NOME impugnava l’avviso di accertamento con ricorso diretto alla Commissione tributaria provinciale di Roma. L’adita Commissione, con la sentenza 16925/16/2018 depositata in data 25.9.2018, dichiarava inammissibile il ricorso perché non notificato alla Agenzia delle Entrate.
Avverso detta decisione proponeva appello la contribuente. L’Agenzia delle Entrate si costituiva in giudizio chiedendo il rigetto dell’impugnazione. La Commissione tributaria regionale del Lazio, con la sentenza n. 4088/3/2020, depositata il 17/12/2020 rigettava l’appello.
NOME propone ricorso per cassazione articolato su due motivi. L’Agenzia delle Entrate resiste con controricorso.
Il procuratore generale ha concluso per l’inammissibilità e per l’infondatezza dei motivi di ricorso.
La contribuente ha depositato memoria ex art. 378 cod. proc. civ..
Il ricorso è stato discusso alla pubblica udienza del 29/11/2024.
RAGIONI DELLA DECISIONE
Con il primo motivo di ricorso la difesa di NOME RAGIONE_SOCIALE deduce violazione e/o falsa applicazione dell’art. 132, secondo comma, n. 4), cod. proc. civ. in relazione all’art. 360, primo comma, n. 5), cod. proc. civ.. Secondo la ricorrente la sentenza impugnata sarebbe viziata perché avrebbe erroneamente ritenuto che la sentenza di primo grado avesse dichiarato inammissibile il ricorso per omessa notifica mentre, secondo la ricorrente, la sentenza di primo grado aveva rilevato la nullità della notifica piuttosto che la inesistenza della notifica e aveva escluso che il vizio fosse stato sanato dalla costituzione dell’Ufficio, circostanza che aveva ritenuto insussistente, a sua volta errando, perché l’Ufficio era costituito in primo grado.
1.1. Il motivo è infondato.
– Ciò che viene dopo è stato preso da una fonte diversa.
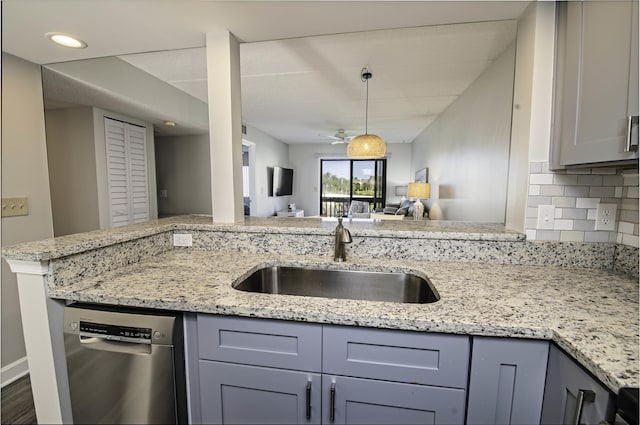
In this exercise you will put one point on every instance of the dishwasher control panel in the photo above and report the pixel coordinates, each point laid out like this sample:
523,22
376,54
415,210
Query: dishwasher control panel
115,333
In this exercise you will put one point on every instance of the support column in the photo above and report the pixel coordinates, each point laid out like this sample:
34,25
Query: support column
44,342
225,126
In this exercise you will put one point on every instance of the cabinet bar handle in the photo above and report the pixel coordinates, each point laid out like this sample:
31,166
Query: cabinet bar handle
308,400
584,396
332,407
629,146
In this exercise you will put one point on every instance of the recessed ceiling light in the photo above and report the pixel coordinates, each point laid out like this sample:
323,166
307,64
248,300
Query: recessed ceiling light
66,40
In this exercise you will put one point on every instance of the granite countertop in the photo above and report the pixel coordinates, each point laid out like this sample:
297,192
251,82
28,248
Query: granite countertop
425,229
591,314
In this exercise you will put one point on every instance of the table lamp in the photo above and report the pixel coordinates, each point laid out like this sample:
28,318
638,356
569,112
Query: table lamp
418,191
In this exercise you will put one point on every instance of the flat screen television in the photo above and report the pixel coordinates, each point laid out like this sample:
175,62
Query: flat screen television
282,181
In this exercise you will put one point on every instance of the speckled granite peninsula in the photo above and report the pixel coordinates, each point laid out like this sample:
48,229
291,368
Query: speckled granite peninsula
491,281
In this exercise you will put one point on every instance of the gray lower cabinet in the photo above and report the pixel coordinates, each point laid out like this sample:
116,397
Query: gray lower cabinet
572,396
507,379
270,371
596,83
349,400
242,394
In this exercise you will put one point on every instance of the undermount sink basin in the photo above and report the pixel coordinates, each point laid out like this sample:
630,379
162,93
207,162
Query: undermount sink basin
348,284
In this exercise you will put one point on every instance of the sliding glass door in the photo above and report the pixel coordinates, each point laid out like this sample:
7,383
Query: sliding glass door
347,180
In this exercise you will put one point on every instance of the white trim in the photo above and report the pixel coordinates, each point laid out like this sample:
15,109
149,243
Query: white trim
14,371
29,267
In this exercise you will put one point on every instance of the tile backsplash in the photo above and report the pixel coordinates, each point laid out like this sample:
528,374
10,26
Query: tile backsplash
575,194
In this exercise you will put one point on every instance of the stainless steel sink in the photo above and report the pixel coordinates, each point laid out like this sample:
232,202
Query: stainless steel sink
349,284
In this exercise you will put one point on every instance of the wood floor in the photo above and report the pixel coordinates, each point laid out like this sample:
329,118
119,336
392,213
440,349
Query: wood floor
17,403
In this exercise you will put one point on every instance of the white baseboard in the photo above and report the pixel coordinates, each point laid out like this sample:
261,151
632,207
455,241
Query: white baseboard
14,371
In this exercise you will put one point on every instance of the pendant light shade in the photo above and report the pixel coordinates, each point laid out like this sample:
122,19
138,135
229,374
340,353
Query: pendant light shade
366,146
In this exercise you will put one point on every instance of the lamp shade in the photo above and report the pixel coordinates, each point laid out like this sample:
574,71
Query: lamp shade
366,146
419,190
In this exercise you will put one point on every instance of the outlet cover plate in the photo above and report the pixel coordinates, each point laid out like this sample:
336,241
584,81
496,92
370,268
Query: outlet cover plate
13,207
546,217
182,239
606,216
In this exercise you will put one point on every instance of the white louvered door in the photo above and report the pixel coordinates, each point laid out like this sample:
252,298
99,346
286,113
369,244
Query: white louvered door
127,173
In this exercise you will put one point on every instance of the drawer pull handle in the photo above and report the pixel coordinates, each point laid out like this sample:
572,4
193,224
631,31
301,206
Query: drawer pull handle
584,396
332,407
631,121
308,400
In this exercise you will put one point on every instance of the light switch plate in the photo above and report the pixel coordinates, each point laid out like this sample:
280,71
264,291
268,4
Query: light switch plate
606,216
546,217
12,207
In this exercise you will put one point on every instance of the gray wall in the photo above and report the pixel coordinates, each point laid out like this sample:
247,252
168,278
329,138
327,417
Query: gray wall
183,169
24,173
72,170
466,149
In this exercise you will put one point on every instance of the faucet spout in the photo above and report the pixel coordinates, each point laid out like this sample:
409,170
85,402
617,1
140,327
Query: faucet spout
342,237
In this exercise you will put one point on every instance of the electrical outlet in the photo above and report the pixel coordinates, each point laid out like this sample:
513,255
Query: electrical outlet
606,216
12,207
182,239
546,217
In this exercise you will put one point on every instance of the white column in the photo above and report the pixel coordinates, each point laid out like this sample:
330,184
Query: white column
44,343
225,126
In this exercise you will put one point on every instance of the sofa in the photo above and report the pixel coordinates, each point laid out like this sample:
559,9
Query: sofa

Come rileva l’Agenzia delle Entrate nel controricorso, riportando più ampiamente e fedelmente la sentenza di primo grado senza essere specificamente contestata dalla parte ricorrente, la decisione della Commissione tributaria provinciale ha, in via del tutto preliminare, escluso l’esame del merito del ricorso e ha dichiarato l’inammissibilità dell’impugnazione ai sensi degli artt. 21 e 22 d.lgs. 31/12/1992, n. 546 per non avere la parte ricorrente prodotto la notifica del ricorso cioè rilevando l’integrale mancanza della notifica perché, afferma la sentenza, «l’unico atto prodotto dal ricorrente è il ricorso depositato presso questa Commissione». Dunque il motivo è destituito di fondamento perché travisa il contenuto della sentenza di primo grado e, per questa via, la motivazione offerta dalla Commissione tributaria regionale. Va, peraltro, considerato che l’eventuale errore della sentenza di appello circa l’argomentazione giuridica utilizzata dalla sentenza di primo grado, del tutto insussistente come sopra chiarito, non
sarebbe nemmeno stato decisivo ai fini di determinare la dedotta nullità della sentenza perché non avrebbe riguardato un fatto storico decisivo per il giudizio e discusso tra le parti, ma una questione giuridica (l’intervenuta notifica o la mancata notifica del ricorso e il vizio di seguito configurabile) che di seguito è stata autonomamente rivalutata dalla Commissione tributaria regionale. In tal senso, si consideri che in tema di ricorso per cassazione, ai sensi dell’art. 360, comma 1, n. 5, c.p.c. – nella formulazione risultante dalle modifiche introdotte dal d.lgs. n. 40 del 2006 – il vizio relativo all’omessa, insufficiente o contraddittoria motivazione deve essere riferito ad un «fatto», da intendere quale specifico accadimento in senso storico-naturalistico (Cass 03/10/2018, n. 24035 del 03/10/2018).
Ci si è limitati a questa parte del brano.